8.3. Регуляция температуры тела.

В процессе жизнедеятельности организма вырабатывается энергия, большая часть которой выделяется в виде тепла, нагревающее наше тело. Живой организм - это открытая термодинамическая система, отдающая тепло с поверхности тела в окружающую среду. Одним из условий нормальной жизни является поддержание температуры тела на относительно постоянном уровне, то есть поддержание изотермии, что обеспечивается уравновешиванием процессов образования тепла и отдачей тепла, то есть терморегуляцией. Благодаря механизмам терморегуляции у человека средняя температура мозга, крови, внутренних органов приближается к 37оС+-1,5о; изменение температуры крови и внутренних органов на 2- 2,5оС от среднего уровня сопровождается нарушением физиологических функций, а температура тела выше 43оС несовместима с жизнью. Ведущим фактором, определяющим уровень теплового баланса, является температура окружающей среды. При отклонении температуры окружающей среды от зоны комфорта включаются механизмы регуляции теплопродукции и теплоотдачи. Они осуществляются с участием структур мозга, объединенных в центр терморегуляции. Представительство этого центра обнаружено в различных областях ЦНС- в коре больших полушарий, лимбической системе, таламусе, гипоталамусе, среднем, продолговатом и спинном мозге.
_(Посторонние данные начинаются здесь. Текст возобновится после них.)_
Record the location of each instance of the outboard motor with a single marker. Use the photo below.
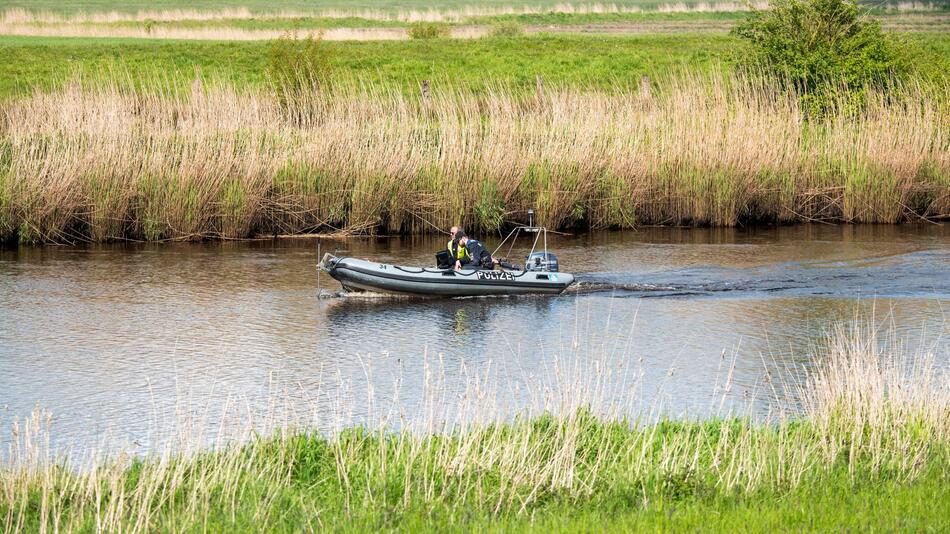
(541, 261)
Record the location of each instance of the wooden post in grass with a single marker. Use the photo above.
(425, 90)
(645, 88)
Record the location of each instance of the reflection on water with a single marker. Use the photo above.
(115, 337)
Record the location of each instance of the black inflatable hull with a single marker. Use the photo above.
(361, 275)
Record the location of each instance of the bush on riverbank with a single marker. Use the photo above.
(874, 432)
(827, 51)
(94, 164)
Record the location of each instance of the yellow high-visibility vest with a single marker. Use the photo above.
(458, 252)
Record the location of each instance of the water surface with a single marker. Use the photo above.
(118, 340)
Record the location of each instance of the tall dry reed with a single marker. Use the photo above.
(99, 162)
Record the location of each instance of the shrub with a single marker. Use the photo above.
(826, 50)
(428, 30)
(507, 29)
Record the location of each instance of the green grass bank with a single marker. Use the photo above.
(605, 61)
(867, 451)
(598, 61)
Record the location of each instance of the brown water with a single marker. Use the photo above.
(115, 340)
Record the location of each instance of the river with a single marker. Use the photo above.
(125, 343)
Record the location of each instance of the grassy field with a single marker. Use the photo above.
(606, 62)
(265, 6)
(226, 161)
(868, 451)
(407, 136)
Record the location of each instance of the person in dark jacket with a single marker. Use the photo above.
(478, 255)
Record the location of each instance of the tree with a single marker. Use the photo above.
(823, 49)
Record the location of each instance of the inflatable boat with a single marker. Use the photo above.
(540, 274)
(362, 275)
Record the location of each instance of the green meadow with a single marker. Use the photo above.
(602, 61)
(595, 61)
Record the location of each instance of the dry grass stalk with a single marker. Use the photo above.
(99, 162)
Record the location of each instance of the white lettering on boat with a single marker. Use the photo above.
(494, 275)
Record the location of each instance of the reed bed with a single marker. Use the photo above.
(220, 33)
(95, 162)
(870, 414)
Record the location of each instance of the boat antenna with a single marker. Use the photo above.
(318, 265)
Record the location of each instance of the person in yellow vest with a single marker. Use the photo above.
(457, 251)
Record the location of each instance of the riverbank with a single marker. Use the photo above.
(868, 449)
(99, 163)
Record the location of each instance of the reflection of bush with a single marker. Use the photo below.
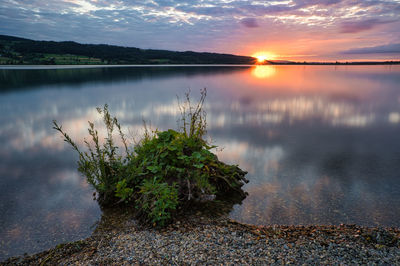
(165, 172)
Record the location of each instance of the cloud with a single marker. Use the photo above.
(358, 26)
(207, 25)
(249, 22)
(393, 48)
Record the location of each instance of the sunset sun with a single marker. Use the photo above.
(263, 56)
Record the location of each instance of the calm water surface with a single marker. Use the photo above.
(321, 143)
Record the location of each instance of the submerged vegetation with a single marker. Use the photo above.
(164, 173)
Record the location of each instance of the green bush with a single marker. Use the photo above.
(163, 172)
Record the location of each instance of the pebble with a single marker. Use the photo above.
(223, 241)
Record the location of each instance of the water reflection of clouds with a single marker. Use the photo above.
(314, 153)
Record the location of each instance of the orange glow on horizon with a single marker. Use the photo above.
(263, 56)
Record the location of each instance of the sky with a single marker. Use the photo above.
(282, 29)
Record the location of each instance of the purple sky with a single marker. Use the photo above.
(293, 29)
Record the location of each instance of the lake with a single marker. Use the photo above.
(321, 143)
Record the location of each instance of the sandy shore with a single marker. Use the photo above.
(198, 239)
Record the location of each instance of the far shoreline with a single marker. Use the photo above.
(269, 63)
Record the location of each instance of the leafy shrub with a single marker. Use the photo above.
(162, 172)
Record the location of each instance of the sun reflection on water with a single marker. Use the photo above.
(263, 72)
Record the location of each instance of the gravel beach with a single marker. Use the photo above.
(198, 239)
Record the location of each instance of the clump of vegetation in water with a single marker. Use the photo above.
(165, 171)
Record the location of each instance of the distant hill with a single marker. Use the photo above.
(15, 50)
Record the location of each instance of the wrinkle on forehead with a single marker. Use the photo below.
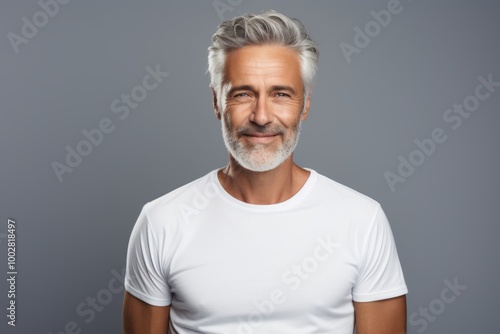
(268, 64)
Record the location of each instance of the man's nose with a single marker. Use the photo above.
(261, 113)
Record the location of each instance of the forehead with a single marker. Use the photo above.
(272, 64)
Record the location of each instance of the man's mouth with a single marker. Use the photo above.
(260, 137)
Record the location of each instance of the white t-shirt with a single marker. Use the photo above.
(226, 266)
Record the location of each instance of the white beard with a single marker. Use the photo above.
(260, 157)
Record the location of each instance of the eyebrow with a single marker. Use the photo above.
(252, 89)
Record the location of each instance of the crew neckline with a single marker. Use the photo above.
(291, 202)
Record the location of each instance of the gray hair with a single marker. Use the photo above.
(271, 28)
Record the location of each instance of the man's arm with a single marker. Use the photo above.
(386, 316)
(142, 318)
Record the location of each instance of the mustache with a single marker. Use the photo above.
(266, 130)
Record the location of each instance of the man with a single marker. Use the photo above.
(263, 245)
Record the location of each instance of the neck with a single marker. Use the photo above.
(269, 187)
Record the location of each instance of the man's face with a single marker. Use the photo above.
(263, 101)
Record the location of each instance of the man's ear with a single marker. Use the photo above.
(307, 105)
(216, 105)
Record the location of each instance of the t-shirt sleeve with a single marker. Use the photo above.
(380, 275)
(145, 276)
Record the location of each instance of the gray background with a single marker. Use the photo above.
(365, 113)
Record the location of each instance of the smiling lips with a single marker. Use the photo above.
(261, 137)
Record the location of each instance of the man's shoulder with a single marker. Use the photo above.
(340, 193)
(184, 195)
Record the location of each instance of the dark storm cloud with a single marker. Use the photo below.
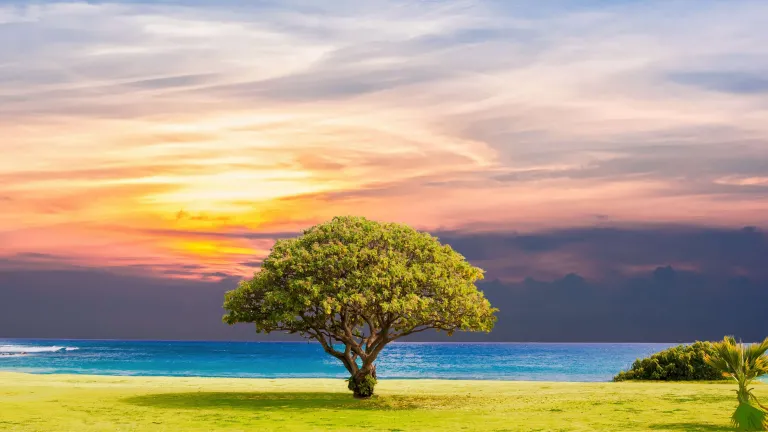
(720, 288)
(610, 253)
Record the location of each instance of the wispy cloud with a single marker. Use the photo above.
(268, 116)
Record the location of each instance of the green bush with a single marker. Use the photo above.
(680, 363)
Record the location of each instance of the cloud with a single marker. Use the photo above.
(660, 305)
(729, 82)
(204, 128)
(613, 253)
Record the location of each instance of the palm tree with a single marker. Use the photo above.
(743, 363)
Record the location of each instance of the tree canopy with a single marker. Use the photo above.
(361, 284)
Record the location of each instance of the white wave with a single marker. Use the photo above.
(17, 349)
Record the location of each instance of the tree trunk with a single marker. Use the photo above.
(362, 382)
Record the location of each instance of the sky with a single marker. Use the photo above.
(157, 149)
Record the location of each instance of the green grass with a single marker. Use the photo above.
(96, 403)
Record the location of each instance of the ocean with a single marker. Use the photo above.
(487, 361)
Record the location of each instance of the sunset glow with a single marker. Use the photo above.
(161, 135)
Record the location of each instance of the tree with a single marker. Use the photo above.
(743, 363)
(355, 285)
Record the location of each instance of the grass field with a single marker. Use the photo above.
(97, 403)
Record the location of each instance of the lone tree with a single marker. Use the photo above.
(355, 285)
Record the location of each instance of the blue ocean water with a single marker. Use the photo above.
(495, 361)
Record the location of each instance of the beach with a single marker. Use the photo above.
(32, 402)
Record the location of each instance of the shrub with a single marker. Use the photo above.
(680, 363)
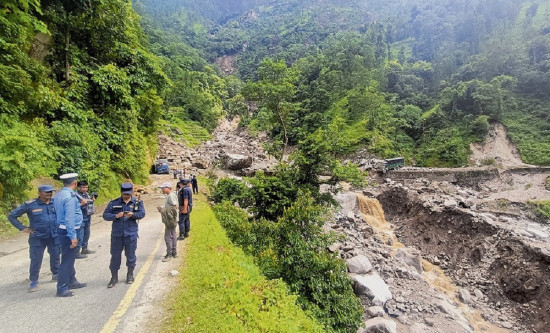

Каждый отдел мозга выполняет свои задачи. Ведущая роль в терморегуляции принадлежит гипоталамусу. В нем различают центры, регулирующие теплоотдачу (передние отделы) и теплопродукцию (задние отделы гипоталамуса). Гипоталамус получает инормацию об изменениях температуры внешней и внутренней среды от терморецепторов, расположенных на различных участках кожи, внутренних органов, сосудов, ЦНС. Терморецепторы кожи делятся на холодовые и тепловые. Холодовые рецепторы располагаются более поверхностно и возбуждаются быстрее тепловых. Импульсация от кожных рецепторов поступает в спинной мозг, откуда начинается спинноталамический путь, направляющийся к специфическим ядрам таламуса, а оттуда часть информации поступает в сенсомоторную зону КБП (в результате чего мы ощущаем тепло или холод), а часть – в гипоталамические центры терморегуляции, контролирующие направленные изменения теплопродукции и теплоотдачи.

Теплопродукция или химическая терморегуляция обеспечивается экзотермическими реакциями окисления белков, жиров, углеводов и гидролиза АТФ. Повышение образования тепла, необходимое, например, в условиях низких температур окружающей среды, осуществляется за счет следующих механизмов: 1- сократительный термогенез – продукция тепла в результате сокращения скелетных мышц за счет произвольной локомоторной активности, повышения мышечного тонуса и непроизвольной ритмической активности мышц (мышечная дрожь); 2 – несократительный (недрожательный) термогенез – продукция тепла в результате активации гликолиза, гликогенолиза и липолиза в скелетных мышцах, в печени, в буром жире, а также за счет процессов пищеварения. В регуляции теплопродукции принимают участие: соматическая нервная система, обеспечивающая дрожательный термогенез; симпатический отдел вегетативной нервной системы, активирующий окислительные процессы; гуморальные факторы- гормоны мозгового вещества надпочечников (адреналин и норадреналин) и щитовидной железы (тироксин, трийодтиронин). Все перечисленные механизмы регуляции контролируются гипоталамусом.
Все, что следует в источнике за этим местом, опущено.